Мы суть в Вене, а минуло после Войны уж больше двадцати лет. "После Войны"- вот временна`я зарубка.
Вечерами мы в Вене: мы духаримся в кафешках и ресторанах. Туда мы являемся прямо из редакций и бюро, с практик, из ателье- мы встречаемся, собираем каждый свои регалии, растекаемся в погоне за синейптицей, которую было упустили, неистовые, растерянные и осмеиваемые.

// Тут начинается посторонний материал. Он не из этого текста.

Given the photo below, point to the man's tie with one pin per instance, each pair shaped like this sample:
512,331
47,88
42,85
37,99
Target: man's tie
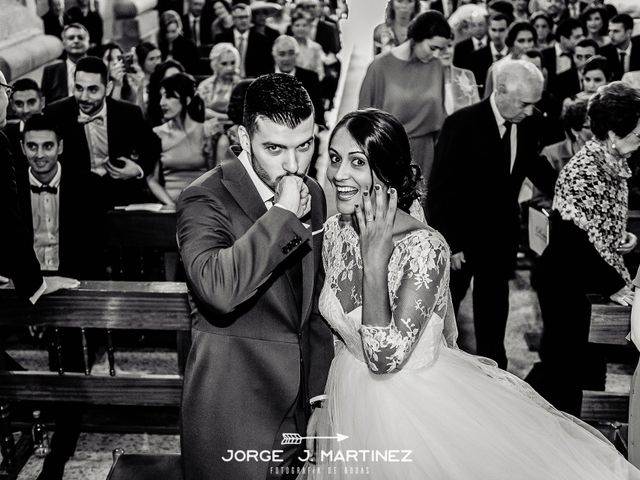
506,144
44,188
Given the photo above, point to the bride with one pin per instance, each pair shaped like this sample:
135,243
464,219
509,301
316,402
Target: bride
412,405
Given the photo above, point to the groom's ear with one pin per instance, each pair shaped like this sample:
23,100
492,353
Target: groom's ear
245,139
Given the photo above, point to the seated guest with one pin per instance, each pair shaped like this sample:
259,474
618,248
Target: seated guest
174,45
90,18
149,57
569,83
104,137
310,54
595,21
255,56
224,20
460,88
623,53
595,74
558,59
544,29
57,78
285,51
26,100
162,71
186,149
55,19
126,81
585,251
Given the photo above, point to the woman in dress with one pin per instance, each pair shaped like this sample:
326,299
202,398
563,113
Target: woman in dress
393,31
398,389
408,82
185,140
595,21
585,252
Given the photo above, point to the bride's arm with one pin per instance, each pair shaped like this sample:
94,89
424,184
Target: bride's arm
390,334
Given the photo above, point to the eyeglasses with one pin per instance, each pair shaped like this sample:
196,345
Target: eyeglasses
9,88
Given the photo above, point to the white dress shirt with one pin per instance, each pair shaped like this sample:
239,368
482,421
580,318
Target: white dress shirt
500,120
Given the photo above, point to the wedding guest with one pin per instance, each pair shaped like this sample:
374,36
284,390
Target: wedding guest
544,30
186,147
310,54
57,78
55,19
393,31
595,21
173,45
460,88
408,82
585,253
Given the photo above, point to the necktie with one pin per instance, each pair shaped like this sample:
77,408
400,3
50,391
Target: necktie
622,57
506,144
44,188
242,56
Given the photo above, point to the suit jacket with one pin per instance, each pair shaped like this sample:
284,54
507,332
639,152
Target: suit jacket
255,349
81,241
258,60
613,58
128,135
205,29
473,198
17,258
52,24
54,81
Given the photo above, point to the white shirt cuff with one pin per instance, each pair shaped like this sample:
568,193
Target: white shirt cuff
34,298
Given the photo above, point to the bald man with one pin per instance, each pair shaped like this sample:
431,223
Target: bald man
285,53
482,156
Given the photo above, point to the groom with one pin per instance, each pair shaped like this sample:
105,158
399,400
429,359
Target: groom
250,236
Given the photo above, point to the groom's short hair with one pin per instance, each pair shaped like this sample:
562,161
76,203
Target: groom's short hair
278,97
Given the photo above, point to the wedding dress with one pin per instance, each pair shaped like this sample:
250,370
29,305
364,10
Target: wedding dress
432,411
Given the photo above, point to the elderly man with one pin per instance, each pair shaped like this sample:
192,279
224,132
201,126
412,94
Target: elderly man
285,54
483,154
57,78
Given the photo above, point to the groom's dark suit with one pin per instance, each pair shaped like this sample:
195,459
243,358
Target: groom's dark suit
260,348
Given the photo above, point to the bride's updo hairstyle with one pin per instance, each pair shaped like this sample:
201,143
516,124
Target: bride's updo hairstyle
386,146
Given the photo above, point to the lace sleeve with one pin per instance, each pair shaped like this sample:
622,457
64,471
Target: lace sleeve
421,292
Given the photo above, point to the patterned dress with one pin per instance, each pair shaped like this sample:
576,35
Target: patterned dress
405,403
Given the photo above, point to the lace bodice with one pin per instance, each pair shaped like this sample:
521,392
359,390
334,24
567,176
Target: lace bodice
418,280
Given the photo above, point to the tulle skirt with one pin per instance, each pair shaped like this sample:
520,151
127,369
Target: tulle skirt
459,418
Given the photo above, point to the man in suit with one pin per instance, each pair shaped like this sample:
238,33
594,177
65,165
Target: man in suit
496,49
55,19
478,39
285,52
250,237
196,26
570,82
623,53
105,139
558,59
255,54
57,78
482,156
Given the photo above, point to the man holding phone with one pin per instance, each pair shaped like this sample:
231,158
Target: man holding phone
105,138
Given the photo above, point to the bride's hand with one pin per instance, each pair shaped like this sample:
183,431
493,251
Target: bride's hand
375,224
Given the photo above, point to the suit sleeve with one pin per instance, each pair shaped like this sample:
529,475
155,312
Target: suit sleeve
223,271
17,259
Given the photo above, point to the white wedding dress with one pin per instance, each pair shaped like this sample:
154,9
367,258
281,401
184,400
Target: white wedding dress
448,414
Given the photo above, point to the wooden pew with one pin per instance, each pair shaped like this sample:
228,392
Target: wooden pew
97,305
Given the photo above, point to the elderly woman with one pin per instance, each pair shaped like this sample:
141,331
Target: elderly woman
215,91
393,31
587,242
174,45
408,82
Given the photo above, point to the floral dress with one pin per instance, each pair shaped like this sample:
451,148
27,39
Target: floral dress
405,403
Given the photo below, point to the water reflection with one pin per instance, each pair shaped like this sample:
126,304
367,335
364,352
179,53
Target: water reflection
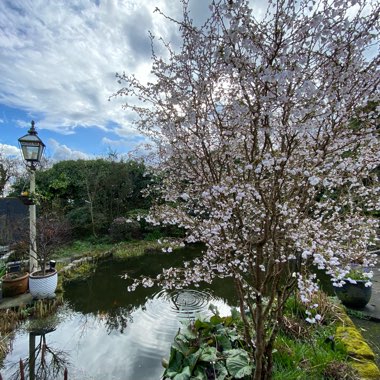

В паузах, когда анекдот ли, шутка нейдут на умы, не клеятся к разговору, когда каждый из нас утыкается в стену молчания-и все оттого сникают, издали слышен клёкот, щебет, плач голубой, красной дичи, доносится ещё раз, как всегда.
Вечарами я хожу с Малером в "Кроненкеллер", "Коронный подвал", что в старом городе- мы собираемся тут как господа. Повсюду так заведено: как наступает вечер- кабаки полны, а мужчины говорят себе, судят, бают что странники, страстотерпцы, будто титаны и полубоги, перескакивают с басни на сказку. Так что ни вечер: по ко`ням- и мчат они прочь в ночной край, до своего костра, оскоменно простого открытого костра, который сами жгут в ночи среди пустоши, в которой сами и обретаются. Забыты ими ремёсла и семьи. Никому невмочь вспомнить, что жёны уж на квартирах, и постели приготовили, к отдыху приступили- ибо не ночь их стихия. Босые или в тапках, простоволосые и усталые, обходят жёны комнаты, прикручивают газовые горелки, опасливо поглядывают на постели и ящики комодов, растерянно успокаивают деток или удручённо присаживаются у радиоприёмников чтоб затем всё же улечься, затаив про себя месть. Чувствуя себя жертвами, ложатся в постели жёны, надолго устремляя глаза в темень, кишащую отчаянием и злобой. Они, засыпающие супруги, подбивают брачные бабки: пртерянные годы проив приобретённого имущества- ловчат, фальшивят, сводят дебеты с кредитами; наконец, зажмурившись, они повисают в дрёме, в сказках о дичайших изменах и разгулах, пока не добираются, проваливаясь всё глубже, в сон. В первом акте оного они убивают собственных мужей, оставляют их умирать в одиночку в автокатастрофах, от сердечных приступов и пневмонии, они позволяют несчастным отдать концы скоро, героически, или врастяжку, жалким образом- в зависимости от вынесенного супругу приговора- и сквозь сомкнутые нежные веки жён сочатся боли и жалости в память о мужьях. Жены оплакивают собственных уехавших, ускакавших, отбившихся от дома мужей и ,наконец- себя, вдов- уже искренними, душевными слезами.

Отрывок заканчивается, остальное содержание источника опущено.